I have a LGB train which is called a Super Hero train and has a single motor block. I want to convert it to DCC power. Can someone tell me how to separate the track picks ups from the motor leads. Thanks for any help. Later RJD


----------



## Trains West (Oct 4, 2008)

three or 4 wires from the motor block to the board ?


----------



## Trains West (Oct 4, 2008)

I just looked up what train we are working on picture is below


----------



## bobgrosh (Jan 2, 2008)

Don't have one of those, but if like most LGB motor blocks, outer wires are motor? inner wires are track? Or is it the other way arround? 

I either unscrew the plate and peak inside. 

Or'''
REMOVE LOCO FROM RAILS, INPLUG CABLE, then apply track power to Either the inner or outer pair.
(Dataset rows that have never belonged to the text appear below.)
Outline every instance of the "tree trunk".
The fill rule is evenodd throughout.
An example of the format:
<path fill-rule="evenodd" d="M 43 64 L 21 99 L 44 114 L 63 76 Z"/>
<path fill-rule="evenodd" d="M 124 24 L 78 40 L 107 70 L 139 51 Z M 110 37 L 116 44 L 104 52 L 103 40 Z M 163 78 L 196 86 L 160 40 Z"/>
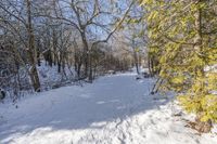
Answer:
<path fill-rule="evenodd" d="M 196 1 L 199 4 L 202 2 L 202 0 Z M 203 54 L 203 36 L 202 36 L 202 10 L 199 8 L 197 12 L 194 14 L 195 17 L 195 29 L 196 35 L 194 39 L 194 52 L 195 54 Z M 200 55 L 199 55 L 200 57 Z M 205 91 L 206 83 L 203 80 L 205 77 L 204 66 L 197 66 L 195 67 L 195 80 L 200 82 L 201 91 L 196 93 L 197 95 L 204 96 L 207 94 L 207 91 Z M 212 128 L 212 121 L 207 120 L 205 122 L 201 121 L 201 118 L 203 117 L 204 109 L 201 107 L 201 110 L 196 114 L 196 123 L 195 129 L 200 132 L 209 132 Z"/>
<path fill-rule="evenodd" d="M 29 75 L 30 75 L 30 80 L 31 80 L 31 84 L 34 87 L 34 90 L 36 92 L 39 92 L 40 91 L 40 81 L 39 81 L 38 71 L 37 71 L 37 68 L 36 68 L 37 50 L 35 48 L 34 30 L 33 30 L 33 26 L 31 26 L 30 0 L 26 0 L 26 4 L 27 4 L 27 16 L 28 16 L 28 21 L 27 21 L 27 30 L 28 30 L 27 53 L 28 53 L 28 58 L 29 58 L 29 63 L 30 63 L 30 66 L 31 66 L 30 70 L 29 70 Z"/>

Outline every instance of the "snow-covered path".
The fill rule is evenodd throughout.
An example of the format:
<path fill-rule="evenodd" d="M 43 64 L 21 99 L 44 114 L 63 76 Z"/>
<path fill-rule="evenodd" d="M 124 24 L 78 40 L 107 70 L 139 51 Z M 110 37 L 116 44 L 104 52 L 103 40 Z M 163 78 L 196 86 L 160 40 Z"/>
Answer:
<path fill-rule="evenodd" d="M 0 105 L 0 143 L 11 144 L 215 144 L 212 134 L 184 127 L 166 99 L 149 95 L 152 79 L 133 74 L 102 77 Z M 208 142 L 207 142 L 208 139 Z"/>

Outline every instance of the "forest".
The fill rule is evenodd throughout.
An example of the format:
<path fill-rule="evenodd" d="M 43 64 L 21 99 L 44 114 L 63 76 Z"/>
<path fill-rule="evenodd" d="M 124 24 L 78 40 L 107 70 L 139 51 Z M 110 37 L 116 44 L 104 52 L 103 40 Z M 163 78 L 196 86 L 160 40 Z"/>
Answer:
<path fill-rule="evenodd" d="M 0 143 L 216 144 L 217 0 L 1 0 Z"/>

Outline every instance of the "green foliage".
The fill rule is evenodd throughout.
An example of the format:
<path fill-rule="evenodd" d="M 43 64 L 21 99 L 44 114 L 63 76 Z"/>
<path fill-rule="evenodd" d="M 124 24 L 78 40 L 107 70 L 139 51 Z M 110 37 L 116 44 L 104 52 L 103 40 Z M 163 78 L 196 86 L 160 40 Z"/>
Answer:
<path fill-rule="evenodd" d="M 217 121 L 217 1 L 140 0 L 146 11 L 149 54 L 157 55 L 162 89 L 202 121 Z"/>

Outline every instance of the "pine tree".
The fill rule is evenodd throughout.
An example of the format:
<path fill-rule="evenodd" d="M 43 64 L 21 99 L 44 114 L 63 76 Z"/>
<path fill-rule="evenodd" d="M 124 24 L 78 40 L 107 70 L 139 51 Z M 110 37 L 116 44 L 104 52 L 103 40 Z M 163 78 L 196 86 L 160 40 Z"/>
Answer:
<path fill-rule="evenodd" d="M 157 55 L 162 89 L 179 94 L 199 121 L 217 121 L 216 0 L 141 0 L 149 50 Z M 204 122 L 204 123 L 205 123 Z"/>

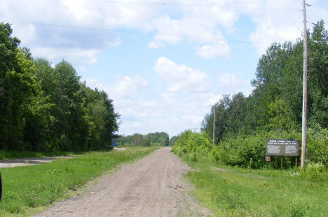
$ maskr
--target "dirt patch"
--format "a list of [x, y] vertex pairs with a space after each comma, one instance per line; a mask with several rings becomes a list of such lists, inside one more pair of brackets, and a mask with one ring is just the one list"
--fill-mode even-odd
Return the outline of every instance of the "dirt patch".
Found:
[[170, 148], [161, 148], [33, 216], [210, 216], [188, 193], [189, 169]]

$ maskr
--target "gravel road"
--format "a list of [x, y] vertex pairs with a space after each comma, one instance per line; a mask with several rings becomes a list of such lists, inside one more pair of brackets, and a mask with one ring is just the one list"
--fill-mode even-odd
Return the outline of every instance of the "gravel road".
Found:
[[188, 193], [182, 174], [189, 169], [170, 148], [161, 148], [33, 216], [210, 216]]

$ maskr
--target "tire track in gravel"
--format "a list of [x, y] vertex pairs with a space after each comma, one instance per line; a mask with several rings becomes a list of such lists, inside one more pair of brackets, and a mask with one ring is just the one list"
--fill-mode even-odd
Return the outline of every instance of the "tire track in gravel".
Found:
[[124, 165], [81, 195], [33, 216], [210, 216], [188, 193], [191, 188], [182, 175], [189, 167], [170, 150], [163, 148]]

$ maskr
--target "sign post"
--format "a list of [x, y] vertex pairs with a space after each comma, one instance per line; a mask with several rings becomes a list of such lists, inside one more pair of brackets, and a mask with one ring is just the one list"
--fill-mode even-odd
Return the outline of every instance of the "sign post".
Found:
[[283, 156], [295, 156], [295, 164], [297, 167], [299, 146], [299, 141], [296, 139], [268, 139], [266, 141], [266, 160], [267, 156], [281, 156], [280, 167], [282, 169]]

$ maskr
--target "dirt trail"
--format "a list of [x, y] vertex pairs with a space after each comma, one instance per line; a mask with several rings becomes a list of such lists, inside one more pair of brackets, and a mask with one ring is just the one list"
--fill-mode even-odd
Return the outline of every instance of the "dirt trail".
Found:
[[157, 150], [33, 216], [209, 216], [188, 194], [182, 178], [188, 169], [170, 148]]

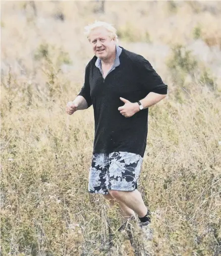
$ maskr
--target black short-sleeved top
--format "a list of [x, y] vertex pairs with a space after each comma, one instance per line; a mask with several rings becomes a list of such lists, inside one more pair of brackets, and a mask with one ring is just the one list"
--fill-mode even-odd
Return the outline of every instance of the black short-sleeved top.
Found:
[[118, 110], [122, 97], [136, 102], [150, 92], [166, 94], [167, 86], [142, 56], [121, 47], [120, 65], [104, 79], [95, 66], [96, 56], [85, 69], [79, 95], [93, 105], [95, 120], [93, 153], [126, 151], [144, 156], [147, 143], [148, 109], [125, 118]]

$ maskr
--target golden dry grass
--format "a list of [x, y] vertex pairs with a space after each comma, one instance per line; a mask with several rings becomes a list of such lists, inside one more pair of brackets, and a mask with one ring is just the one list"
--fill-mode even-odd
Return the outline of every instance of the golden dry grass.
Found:
[[[167, 98], [150, 109], [139, 190], [154, 235], [146, 243], [134, 227], [140, 253], [218, 256], [220, 2], [107, 1], [103, 14], [93, 11], [97, 1], [35, 4], [36, 16], [28, 1], [1, 2], [2, 255], [134, 255], [116, 231], [117, 207], [87, 192], [93, 109], [64, 111], [93, 56], [83, 27], [102, 19], [168, 85]], [[188, 52], [197, 40], [204, 59]]]

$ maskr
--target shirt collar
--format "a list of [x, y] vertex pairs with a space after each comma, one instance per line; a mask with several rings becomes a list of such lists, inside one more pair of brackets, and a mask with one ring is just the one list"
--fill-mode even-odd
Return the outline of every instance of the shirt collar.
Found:
[[[112, 68], [115, 68], [120, 65], [120, 60], [119, 60], [119, 56], [120, 55], [122, 49], [120, 48], [117, 45], [116, 45], [116, 55], [114, 60], [114, 62], [113, 63], [113, 64], [112, 65]], [[95, 65], [97, 67], [101, 67], [101, 60], [98, 58], [96, 62], [95, 63]]]

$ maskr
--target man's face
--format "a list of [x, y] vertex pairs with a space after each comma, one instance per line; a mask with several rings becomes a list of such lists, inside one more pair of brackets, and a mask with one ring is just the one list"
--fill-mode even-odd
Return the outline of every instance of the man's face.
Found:
[[102, 60], [115, 56], [116, 42], [110, 37], [110, 32], [105, 28], [93, 29], [89, 36], [95, 55]]

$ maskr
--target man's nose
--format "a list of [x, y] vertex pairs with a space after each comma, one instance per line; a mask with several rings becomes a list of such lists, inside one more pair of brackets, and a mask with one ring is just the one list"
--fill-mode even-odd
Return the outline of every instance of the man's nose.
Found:
[[97, 42], [97, 47], [101, 47], [101, 42], [99, 40]]

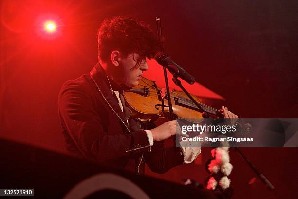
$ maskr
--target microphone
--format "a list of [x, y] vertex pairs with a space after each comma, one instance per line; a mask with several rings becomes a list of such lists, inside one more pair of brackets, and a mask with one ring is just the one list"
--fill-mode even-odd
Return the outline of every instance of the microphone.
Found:
[[189, 84], [193, 84], [196, 81], [196, 80], [191, 75], [173, 61], [169, 57], [161, 52], [156, 53], [154, 59], [159, 64], [167, 68], [174, 76], [181, 78]]

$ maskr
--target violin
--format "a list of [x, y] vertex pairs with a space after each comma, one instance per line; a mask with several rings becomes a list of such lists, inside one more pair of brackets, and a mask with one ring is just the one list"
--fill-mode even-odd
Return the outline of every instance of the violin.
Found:
[[[142, 77], [139, 85], [124, 91], [127, 105], [131, 110], [131, 116], [140, 122], [160, 122], [166, 121], [169, 117], [168, 96], [164, 89], [159, 88], [154, 81]], [[174, 118], [183, 118], [189, 122], [191, 119], [201, 121], [205, 115], [223, 118], [219, 110], [201, 103], [199, 98], [190, 94], [201, 106], [199, 109], [183, 91], [173, 90], [170, 96], [172, 100]], [[204, 112], [202, 112], [202, 110]], [[201, 111], [201, 112], [200, 112]], [[160, 123], [158, 122], [157, 123]]]

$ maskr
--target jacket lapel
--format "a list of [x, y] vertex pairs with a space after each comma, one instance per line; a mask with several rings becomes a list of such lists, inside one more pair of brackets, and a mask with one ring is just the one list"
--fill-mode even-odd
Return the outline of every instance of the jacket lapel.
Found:
[[[103, 69], [100, 65], [99, 65], [99, 64], [97, 63], [96, 65], [94, 66], [91, 70], [90, 74], [90, 76], [93, 78], [95, 81], [97, 83], [97, 85], [98, 85], [98, 87], [99, 87], [99, 89], [101, 91], [104, 97], [108, 101], [109, 104], [111, 105], [112, 108], [115, 111], [116, 114], [119, 116], [123, 123], [128, 128], [128, 125], [127, 121], [127, 116], [126, 116], [125, 115], [126, 114], [125, 114], [125, 113], [122, 112], [121, 109], [120, 108], [118, 102], [117, 101], [116, 99], [115, 98], [113, 94], [112, 93], [110, 87], [107, 84], [107, 83], [104, 80], [105, 79], [104, 79], [104, 78], [105, 76], [105, 73], [104, 72], [104, 71], [103, 71]], [[91, 81], [93, 81], [92, 80], [91, 80]], [[92, 82], [92, 83], [94, 84], [94, 82]], [[97, 88], [96, 88], [96, 90], [97, 89]], [[97, 96], [97, 97], [100, 99], [102, 99], [102, 96], [100, 94], [99, 91], [97, 91], [97, 92], [96, 92], [96, 96]], [[125, 108], [127, 108], [127, 107]]]

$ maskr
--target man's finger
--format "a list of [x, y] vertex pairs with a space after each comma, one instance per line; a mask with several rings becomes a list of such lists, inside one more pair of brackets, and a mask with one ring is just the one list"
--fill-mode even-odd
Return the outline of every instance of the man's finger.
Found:
[[224, 111], [224, 118], [228, 118], [228, 115], [227, 114], [227, 111], [224, 108], [224, 106], [223, 106], [222, 108], [223, 110]]

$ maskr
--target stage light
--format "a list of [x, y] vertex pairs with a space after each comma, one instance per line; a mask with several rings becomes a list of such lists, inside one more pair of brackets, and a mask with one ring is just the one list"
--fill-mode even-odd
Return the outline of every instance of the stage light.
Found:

One pair will make themotor run. That is the pair you want to connect the orange / gray wires from the decoder to. Orange goes to the right hand pin of that pair.


----------



## lownote (Jan 3, 2008)

LGB generally has either three or four wires going to the board. If it's four, it's easy--two of them are track powrr, the other two go to the motor. If it's three, it's harder. But I've only ever worked on the smaller 0-4-0 and 2-6-0 LGB engines


----------



## aceinspp (Jan 2, 2008)

Thanks Scott for the pic also. It's what I have. The motor block has 4 wires. do they unplug? later RJD


----------



## Bills (Feb 20, 2008)

I wired one of these for DCC. there are 4 pins on the top of the motor block. they are jumperd with 2 jumpers. 2 of the pins are track power, two are for the motor. Sorr,y I can't remeber which is which. pull the jumpers, cut them in 2, wire two for track power to your DCC chip and 2 for motor from your dcc chip, plug them back in and you are set. Also get a white led and 1000 ohm resistor, wire that to your head light output plug it into the clear pastic flange in the front of your car and you will have headlights.


----------



## Dan Pierce (Jan 2, 2008)

On LGB 4 wire motor blocks the outer posts are motor and the inner posts are track power. 

On the train set mentioned above, you can just remove the plug from the motor block and rewire it for your conversion.


----------



## aceinspp (Jan 2, 2008)

Thanks Dan that sounds easy enough. Later RJD


----------